Audio encoding refers to the process of converting audio data into a format that can be easily stored, transmitted, and decoded by audio playback devices. This process often involves compression to reduce file size while trying to maintain the quality of the original audio. There are several popular audio encoding formats, each with its own specific use cases and characteristics.

Here’re some examples:

  • Description: PCM (Pulse Code Modulation) is the most straightforward form of digital audio encoding. It represents the amplitude of the audio signal at uniformly spaced intervals.

  • Usage: It’s the standard form of digital audio in computers, CDs, digital telephony, and other digital audio applications.

Note that audio encoding is not the same as audio format. An audio format refers to the entire structure of the audio file, which includes the encoding, but also encompasses other elements like metadata, file headers, and containers. For example, a WAV file typically uses PCM encoding, and has its own header that specifies audio sample rate, number of samples, etc.

PCM Audio Representation

When audio is played, it is typically decoded into PCM (Pulse Code Modulation). This process is true for most digital audio systems, regardless of the original audio format or encoding method.

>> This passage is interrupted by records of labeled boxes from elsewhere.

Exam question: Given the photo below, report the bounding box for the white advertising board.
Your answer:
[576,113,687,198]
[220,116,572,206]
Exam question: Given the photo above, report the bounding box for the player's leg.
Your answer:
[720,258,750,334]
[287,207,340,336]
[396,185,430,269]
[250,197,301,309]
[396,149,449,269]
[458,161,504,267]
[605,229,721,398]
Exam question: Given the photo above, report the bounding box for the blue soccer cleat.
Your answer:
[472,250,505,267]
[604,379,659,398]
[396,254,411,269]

There are generally two types of PCM audio representation:

  • Float 32 Array: It uses a 32-bit floating-point format to represent each sample. When capturing mic stream and setting up playback in web environment, PCM will be represented in this format.
  • Unsigned 8 Array: It uses an array of 8-bit unsigned integers (aka bytes), and each sample can be multiple bytes. For example, for a mono PCM audio with bit depth of 16 bit, each sample will be two bytes. This is a lower-level representation and is often used in programming for audio processing.

Here’s the code snippet to convert between these two format:

export function convertUnsigned8ToFloat32(array: Uint8Array): Float32Array {
  const targetArray = new Float32Array(array.byteLength / 2);

  // A DataView is used to read our 16-bit little-endian samples
  // out of the Uint8Array buffer
  const sourceDataView = new DataView(array.buffer);

  // Loop through, get values, and divide by 32,768
  for (let i = 0; i < targetArray.length; i++) {
    targetArray[i] = sourceDataView.getInt16(i * 2, true) / Math.pow(2, 16 - 1);
  return targetArray;

export function convertFloat32ToUnsigned8(array: Float32Array): Uint8Array {
  const buffer = new ArrayBuffer(array.length * 2);
  const view = new DataView(buffer);

  for (let i = 0; i < array.length; i++) {
    const value = array[i] * 32768;
    view.setInt16(i * 2, value, true); // true for little-endian

  return new Uint8Array(buffer);

Audio Spec Retell AI Use

  • Phone Calls: Different telephony providers have different audio codecs. Our telephony integrations handle that for you internally, and you don’t need to worry about encoding and decoding.
  • Web Calls: The frontend web JS SDK abstracts away audio complexity for you. The user audio is captured in PCM format and sent to the backend for processing.